In glass fibre reinforced (GF) polyamide 6 (Nylon 6) and 66 (Nylon 66) formulations as well as in polyesters like polybutylene terephthalate (PBT) and PET, aluminium diethyl phosphinate shows excellent performance in the UL 94 flammability tests (UL 94 V0 specification is met down to 0.4 mm), as well as in the glow wire tests required for appliances. Here, formulations with aluminium diethyl phosphinate meet the glow wire ignition test (GWIT) at 775 °C and the glow wire flammability test (GWFI) at 960 °C. Another important criterion in E&E applications is the Comparative Tracking Index (CTI), which determines the risk of electrical tracking of insulating material that is exposed to contaminating environments and surface conditions. With formulations containing aluminium diethyl phosphinate, the highest requirement of 600 V (numeric value of the highest voltage at which an electrical insulating material withstands 50 drops of electrolytic test solution) is achieved. Further benefits of polyamides and polyesters containing aluminium diethyl phosphinate are low smoke density which makes them suitable for rolling stock applications to EN 45545, as well as good light stability which is needed for outdoor applications.

The EU’s Restriction of Hazardous Substances Directive forced E&E manufacturers to switch to lead-free solder systems running at about 30 °C higher temperatures than traditional systems. In particular, in the so-called surface mount technology (SMT) used to connect semiconductor components mechanically and electrically to circuit boards, the resins have to withstand peak temperatures of 260 °C and more during the soldering process. This triggered the rapid growth of polymer resins based on polyamides with melting points above 300 °C, in particular PPAs and Nylon 46. The application requires the resin to pass GWIT and UL94 ratings mentioned above. Aluminium diethylphosphinate confers this flame retardancy on polyamides whilst meeting the other requirements such as CTI.

A large variety of synergists is used to tune properties of polyamide and polyester compounds.

== Human health and the environment ==
Human health and environmental facts of aluminium diethyl phosphinate are summarized in a fact sheet.
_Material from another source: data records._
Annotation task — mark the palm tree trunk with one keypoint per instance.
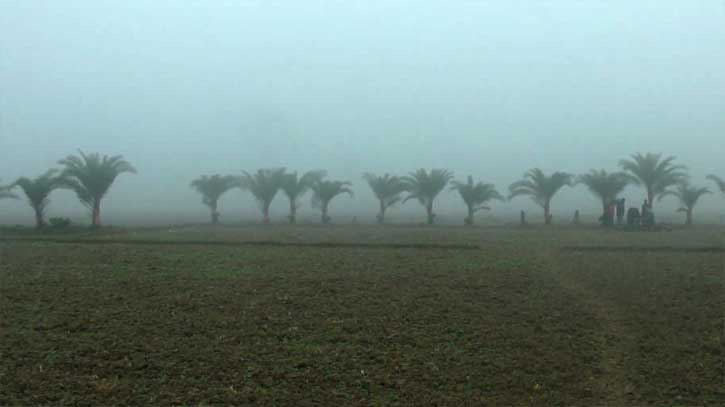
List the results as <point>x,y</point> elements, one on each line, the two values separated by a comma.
<point>325,219</point>
<point>381,215</point>
<point>429,211</point>
<point>214,214</point>
<point>293,212</point>
<point>471,213</point>
<point>96,222</point>
<point>39,221</point>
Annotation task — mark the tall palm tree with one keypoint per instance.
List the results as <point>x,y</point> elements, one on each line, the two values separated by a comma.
<point>37,190</point>
<point>5,192</point>
<point>605,186</point>
<point>654,173</point>
<point>294,187</point>
<point>541,188</point>
<point>264,185</point>
<point>425,187</point>
<point>387,189</point>
<point>91,177</point>
<point>324,192</point>
<point>475,196</point>
<point>689,196</point>
<point>718,181</point>
<point>211,189</point>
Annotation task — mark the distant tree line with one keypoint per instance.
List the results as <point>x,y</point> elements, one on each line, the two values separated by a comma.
<point>91,176</point>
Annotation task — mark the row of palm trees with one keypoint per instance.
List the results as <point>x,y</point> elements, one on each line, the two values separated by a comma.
<point>92,175</point>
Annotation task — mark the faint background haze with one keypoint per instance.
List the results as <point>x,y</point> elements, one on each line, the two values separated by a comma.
<point>488,88</point>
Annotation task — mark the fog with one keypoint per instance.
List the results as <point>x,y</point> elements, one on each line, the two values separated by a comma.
<point>484,88</point>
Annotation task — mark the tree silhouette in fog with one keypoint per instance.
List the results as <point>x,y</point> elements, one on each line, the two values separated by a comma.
<point>475,196</point>
<point>605,186</point>
<point>718,181</point>
<point>211,189</point>
<point>324,192</point>
<point>387,190</point>
<point>654,173</point>
<point>541,188</point>
<point>264,185</point>
<point>425,186</point>
<point>688,196</point>
<point>37,191</point>
<point>294,187</point>
<point>91,177</point>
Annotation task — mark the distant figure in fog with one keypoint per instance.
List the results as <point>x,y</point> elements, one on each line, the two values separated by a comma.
<point>620,211</point>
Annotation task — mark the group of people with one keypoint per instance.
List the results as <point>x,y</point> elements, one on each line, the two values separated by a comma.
<point>615,212</point>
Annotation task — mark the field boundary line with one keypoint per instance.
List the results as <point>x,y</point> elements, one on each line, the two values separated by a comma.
<point>248,243</point>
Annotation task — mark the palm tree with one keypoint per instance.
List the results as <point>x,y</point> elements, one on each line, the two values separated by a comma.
<point>387,189</point>
<point>91,177</point>
<point>605,186</point>
<point>689,196</point>
<point>211,189</point>
<point>654,173</point>
<point>38,190</point>
<point>719,181</point>
<point>475,196</point>
<point>5,192</point>
<point>324,192</point>
<point>541,188</point>
<point>294,187</point>
<point>264,185</point>
<point>425,187</point>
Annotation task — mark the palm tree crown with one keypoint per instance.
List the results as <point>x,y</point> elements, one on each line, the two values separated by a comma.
<point>541,188</point>
<point>387,189</point>
<point>325,191</point>
<point>606,186</point>
<point>91,177</point>
<point>38,190</point>
<point>475,196</point>
<point>212,188</point>
<point>425,186</point>
<point>688,196</point>
<point>294,187</point>
<point>264,185</point>
<point>654,173</point>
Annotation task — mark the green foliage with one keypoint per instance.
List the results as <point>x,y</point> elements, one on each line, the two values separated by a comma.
<point>540,187</point>
<point>325,191</point>
<point>605,186</point>
<point>387,189</point>
<point>91,176</point>
<point>264,185</point>
<point>475,196</point>
<point>212,188</point>
<point>654,173</point>
<point>718,181</point>
<point>294,187</point>
<point>425,186</point>
<point>37,190</point>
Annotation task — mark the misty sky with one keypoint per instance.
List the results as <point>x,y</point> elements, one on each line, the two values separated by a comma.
<point>488,88</point>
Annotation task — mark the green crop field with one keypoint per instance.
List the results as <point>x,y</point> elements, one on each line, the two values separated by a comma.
<point>363,315</point>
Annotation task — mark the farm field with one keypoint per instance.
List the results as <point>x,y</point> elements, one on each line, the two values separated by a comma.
<point>363,315</point>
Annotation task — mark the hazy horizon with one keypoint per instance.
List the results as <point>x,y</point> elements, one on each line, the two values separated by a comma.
<point>489,89</point>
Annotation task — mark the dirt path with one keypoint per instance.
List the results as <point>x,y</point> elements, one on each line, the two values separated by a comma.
<point>617,343</point>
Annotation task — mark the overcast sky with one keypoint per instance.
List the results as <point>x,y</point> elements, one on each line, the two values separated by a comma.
<point>488,88</point>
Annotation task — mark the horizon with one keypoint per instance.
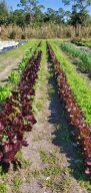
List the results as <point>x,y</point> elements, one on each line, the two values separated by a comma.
<point>47,3</point>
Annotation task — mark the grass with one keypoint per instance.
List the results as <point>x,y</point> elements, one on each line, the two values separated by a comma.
<point>17,182</point>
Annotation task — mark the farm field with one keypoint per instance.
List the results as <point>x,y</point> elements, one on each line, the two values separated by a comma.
<point>45,119</point>
<point>10,60</point>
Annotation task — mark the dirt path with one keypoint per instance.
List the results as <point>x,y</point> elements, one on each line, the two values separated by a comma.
<point>51,162</point>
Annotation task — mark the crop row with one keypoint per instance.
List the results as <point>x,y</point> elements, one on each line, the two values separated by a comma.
<point>84,62</point>
<point>14,76</point>
<point>17,115</point>
<point>82,42</point>
<point>81,131</point>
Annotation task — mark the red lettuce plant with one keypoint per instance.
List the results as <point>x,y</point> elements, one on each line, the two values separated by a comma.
<point>81,131</point>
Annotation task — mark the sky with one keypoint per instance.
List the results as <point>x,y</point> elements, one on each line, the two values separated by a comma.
<point>54,4</point>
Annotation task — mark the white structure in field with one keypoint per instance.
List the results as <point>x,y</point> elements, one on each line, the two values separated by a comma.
<point>7,45</point>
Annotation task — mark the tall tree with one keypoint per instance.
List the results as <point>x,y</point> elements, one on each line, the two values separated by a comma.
<point>79,13</point>
<point>31,7</point>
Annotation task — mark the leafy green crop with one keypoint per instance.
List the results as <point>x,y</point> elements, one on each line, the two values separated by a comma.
<point>85,57</point>
<point>80,89</point>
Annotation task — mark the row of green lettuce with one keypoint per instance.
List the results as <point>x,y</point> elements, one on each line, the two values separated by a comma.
<point>80,89</point>
<point>84,57</point>
<point>14,76</point>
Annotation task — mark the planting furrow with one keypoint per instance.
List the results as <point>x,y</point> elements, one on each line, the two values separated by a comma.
<point>81,131</point>
<point>14,76</point>
<point>84,58</point>
<point>17,116</point>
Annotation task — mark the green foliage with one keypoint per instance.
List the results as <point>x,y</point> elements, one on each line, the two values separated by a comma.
<point>80,89</point>
<point>85,57</point>
<point>3,187</point>
<point>3,12</point>
<point>5,92</point>
<point>12,35</point>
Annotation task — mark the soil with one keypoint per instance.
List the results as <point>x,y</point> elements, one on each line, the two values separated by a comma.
<point>53,161</point>
<point>6,66</point>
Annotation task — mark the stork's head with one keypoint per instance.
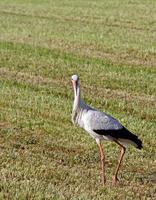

Further data are given in the Arcadis Study carried out on behalf of the European Commission Health & Consumers DG, Contract number 17.020200/09/549040: “Identification and evaluation of data on flame retardants in consumer products. Final Report” of 26 April 2011, Chapter 5.23, p. 168. Aluminium diethyl phosphinate has also been investigated in projects of the US EPA Design for Environment (DfE) programme and in the European FP7 research project Enfiro.
With the exception of being persistent and thus not readily biodegradable, aluminium diethyl phosphinate has been shown to have a favourable environmental and health profile.